Her sentiments were echoed by Brad McCloud, the environmental impact statement (EIS) project manager who said, “Water storage is economic development. This is the most economically impactful thing we can do in Rio Blanco County in the next 50 years.”
The board foresees many benefits to Rio Blanco citizens, including energy development, municipal and domestic use and increased recreation options as well as protection of endangered species, as the reservoir would be helpful with minimum water flows in the fall season.
In fact, the conservation district has been working with the Colorado Department of Parks and Wildlife to explore the benefits to local wildlife—aquatic and land based.
They also pointed to the potential financial benefits from a new reservoir. The district could see revenue from recreation, water supply clients such as the Town of Rangely, and hydroelectric power.
When the RBWCD started this journey, there were 23 possible locations. However, as of last week, the group has narrowed it down to two, both located in Wolf Creek, which is approximately 20 miles upriver from Kenney Reservoir. It has the potential of impacting three private property owners.
The board is proposing an off-channel and mainstream option to the U.S. Army Corps of Engineers (COE). However, McCloud said it is highly unlikely that the COE would allow construction directly on the river as these types of dams are considered to have a much larger environmental impact.
Despite this knowledge, the board felt strongly that it is worth pursuing, as building directly on the river would save a substantial amount of money.
The more likely location for the off-channel Wolf Creek Reservoir has an expected dam height of 268 feet and an approximate potential surface area of 18,549 acres with a potential volume of 1,496,812 acre feet of water and a minimum depth of 50 feet.
The Wolf Creek locations were chosen primarily for cost, as both of the Wolf Creek locations would require a smaller dam than other options of similar reservoir size. They also had no identified geologic, habitat or wetland flaws and would provide recreation access for Rio Blanco and Moffat counties.
In addition to the 23 possible locations the board also considered several improvements that could potentially be made to Kenney Reservoir instead of building a new dam.
Kenney Reservoir is currently experiencing a high rate of sedimentation with an accumulation of 315 acre feet per year.

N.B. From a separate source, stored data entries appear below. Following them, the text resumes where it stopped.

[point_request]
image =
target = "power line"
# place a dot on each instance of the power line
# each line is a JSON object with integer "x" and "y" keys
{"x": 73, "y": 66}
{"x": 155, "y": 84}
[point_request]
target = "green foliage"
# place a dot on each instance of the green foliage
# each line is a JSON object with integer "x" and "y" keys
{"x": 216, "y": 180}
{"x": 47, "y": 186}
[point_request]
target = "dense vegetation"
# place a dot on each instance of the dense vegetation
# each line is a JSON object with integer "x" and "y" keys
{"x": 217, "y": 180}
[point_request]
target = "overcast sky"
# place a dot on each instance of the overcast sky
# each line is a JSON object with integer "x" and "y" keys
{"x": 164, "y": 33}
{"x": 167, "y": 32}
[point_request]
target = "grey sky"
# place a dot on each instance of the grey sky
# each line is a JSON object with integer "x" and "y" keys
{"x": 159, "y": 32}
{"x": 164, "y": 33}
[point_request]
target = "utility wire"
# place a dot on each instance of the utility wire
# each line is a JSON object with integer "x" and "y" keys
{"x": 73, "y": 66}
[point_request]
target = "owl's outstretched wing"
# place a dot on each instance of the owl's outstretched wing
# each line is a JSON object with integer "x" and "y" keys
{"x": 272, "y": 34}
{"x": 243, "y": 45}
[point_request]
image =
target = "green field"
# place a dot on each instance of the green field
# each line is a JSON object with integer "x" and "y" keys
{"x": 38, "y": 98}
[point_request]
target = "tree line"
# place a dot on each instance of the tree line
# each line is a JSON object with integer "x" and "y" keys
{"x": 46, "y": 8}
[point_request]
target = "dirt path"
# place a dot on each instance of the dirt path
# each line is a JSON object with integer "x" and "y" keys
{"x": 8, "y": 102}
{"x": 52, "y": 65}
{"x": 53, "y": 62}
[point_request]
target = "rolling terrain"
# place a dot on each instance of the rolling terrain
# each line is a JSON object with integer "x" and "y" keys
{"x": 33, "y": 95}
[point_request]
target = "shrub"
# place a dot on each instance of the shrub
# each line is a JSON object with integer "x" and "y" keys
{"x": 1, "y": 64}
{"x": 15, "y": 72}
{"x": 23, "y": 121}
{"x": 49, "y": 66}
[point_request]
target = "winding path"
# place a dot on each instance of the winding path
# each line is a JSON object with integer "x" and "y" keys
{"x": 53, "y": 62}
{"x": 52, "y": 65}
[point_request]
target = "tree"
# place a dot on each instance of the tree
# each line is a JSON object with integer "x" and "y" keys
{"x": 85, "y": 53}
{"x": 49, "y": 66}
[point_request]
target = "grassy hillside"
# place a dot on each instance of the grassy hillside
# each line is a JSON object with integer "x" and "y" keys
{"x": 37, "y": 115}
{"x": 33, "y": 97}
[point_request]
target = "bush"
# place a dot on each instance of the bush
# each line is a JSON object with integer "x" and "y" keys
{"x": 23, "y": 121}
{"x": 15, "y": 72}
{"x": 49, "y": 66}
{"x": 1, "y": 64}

This has caused the reservoir to lose much of its size. At this rate. the RBWCD predicts that Kenney will only be able to provide effective water storage for another 15 years.
One option to counter this would be dredging the reservoir, however with a price tag of $700 million it was not considered a viable choice. The board also looked into enlarging Kenney Reservoir but ran into numerous permitting concerns, endangered fish impacts and was concerned about the inevitable future siltation of the enlarged area.
RBWCD Manager Dan Eddy said there have many challenges to get to this point in the process. He stated that there have been numerous “bureaucratic loops to jump through” and that the toughest part of the process thus far and moving forward has been permitting and financing.
Despite the challenges, Eddy is optimistic. When asked what the likelihood of getting a completed dam project, he responded that there was a “very good chance.”
Eddy and the other RBWCD board members feel it will all be worth it once the dam and lake are completed. The board plans to move quickly over the next two months to apply for the necessary water rights in order to make the project a reality.
At the current time, the board is not willing to go public with the potential cost of the project. However, members did say they are seeking grants and will be prepared to release that information soon.
They plan to have the final draft, which will include financial and cost information available to the public on Nov. 17, followed by a public meeting Dec. 2 at Colorado Northwest Community College. Public comments will be due to W.W. Wheeler and Associates Dec. 12.
While the new reservoir has already seen a huge push forward, the RBWCD still has many hurdles and hard work ahead in order to see a new lake and the numerous benefits it will bring to the local residents.